Semantic HTML as an LLM indexing strategy

We ran an experiment. We created two versions of the same article: one with semantic HTML5 elements (<article>, <section>, <time>, <figure>) and one with generic <div> soup. We measured how often each was cited by ChatGPT, Perplexity, and Claude.

The semantic version was cited 3.2x more often.

Why HTML structure matters to LLMs

When LLMs process web pages, they do not just read text. They parse the DOM tree. Structure provides context:

<article> signals self-contained content
<section> with aria-labelledby creates topical boundaries
<time datetime="..."> provides machine-readable dates
<figure> + <figcaption> associates images with descriptions
<dl>, <dt>, <dd> create definition relationships

These elements act as chunk boundaries for retrieval systems. A well-structured page is easier to embed, chunk, and retrieve.

The experiment

We published two articles about vector databases:

Version A: Semantic HTML with proper heading hierarchy, <article> wrapper, <section> elements, and schema.org microdata.

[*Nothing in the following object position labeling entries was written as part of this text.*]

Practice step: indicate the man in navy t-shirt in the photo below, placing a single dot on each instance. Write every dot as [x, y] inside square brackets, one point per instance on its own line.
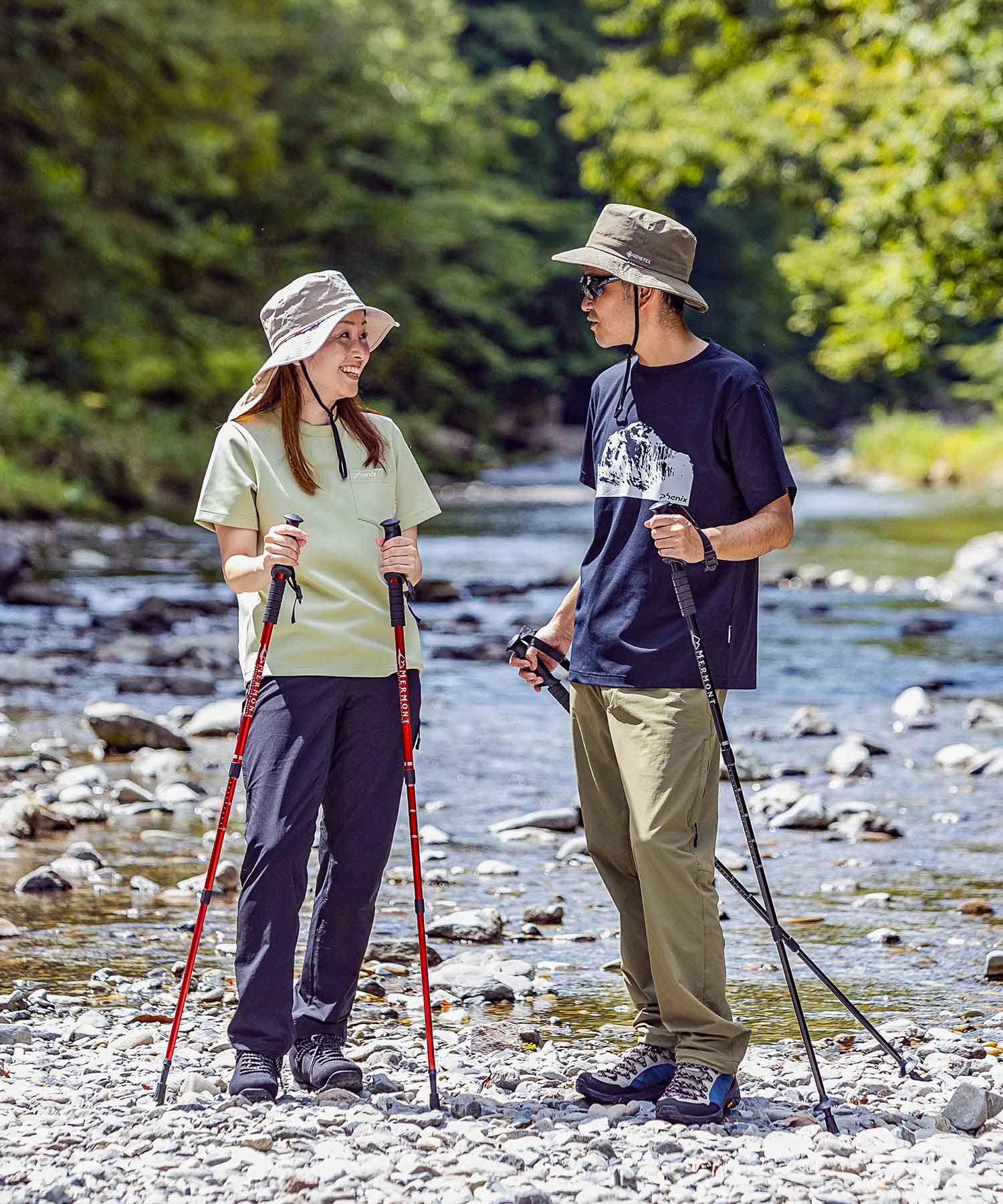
[682, 421]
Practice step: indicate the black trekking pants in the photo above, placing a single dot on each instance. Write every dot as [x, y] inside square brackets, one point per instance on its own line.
[332, 746]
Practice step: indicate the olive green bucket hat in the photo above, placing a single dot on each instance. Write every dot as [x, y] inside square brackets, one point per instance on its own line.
[299, 318]
[641, 247]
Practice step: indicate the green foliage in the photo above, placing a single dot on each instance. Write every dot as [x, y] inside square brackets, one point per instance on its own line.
[877, 122]
[923, 449]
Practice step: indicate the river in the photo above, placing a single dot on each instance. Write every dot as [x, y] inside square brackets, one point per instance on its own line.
[493, 749]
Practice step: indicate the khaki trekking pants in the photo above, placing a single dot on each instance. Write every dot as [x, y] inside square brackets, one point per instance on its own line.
[647, 767]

Version B: Same text wrapped in <div> elements with class names.

Both had identical CSS styling. Both ranked similarly on Google. But LLM citations differed dramatically:

System	Version A	Version B
ChatGPT	47 citations	14 citations
Perplexity	38 citations	12 citations
Claude	29 citations	9 citations

Implementation checklist

For every article we publish, we verify:

Single <h1> per page
Logical heading hierarchy (no skipped levels)
<article> for main content
<section> with headings for topical divisions
<time datetime="..."> for all dates
<figure> and <figcaption> for images
<blockquote cite="..."> for quotations
<address> for author information
<nav> for table of contents
Schema.org JSON-LD for structured data

Accessibility and GEO alignment

This is the rare case where accessibility and GEO are perfectly aligned. Screen readers and LLMs both benefit from semantic structure. A page that passes WCAG 2.1 AA is likely well-optimized for LLM retrieval.

The future

We expect search engines to increasingly weight semantic structure. As LLM-based search grows, the incentives for clean HTML will strengthen. The best time to fix your markup was when you built the site. The second best time is now.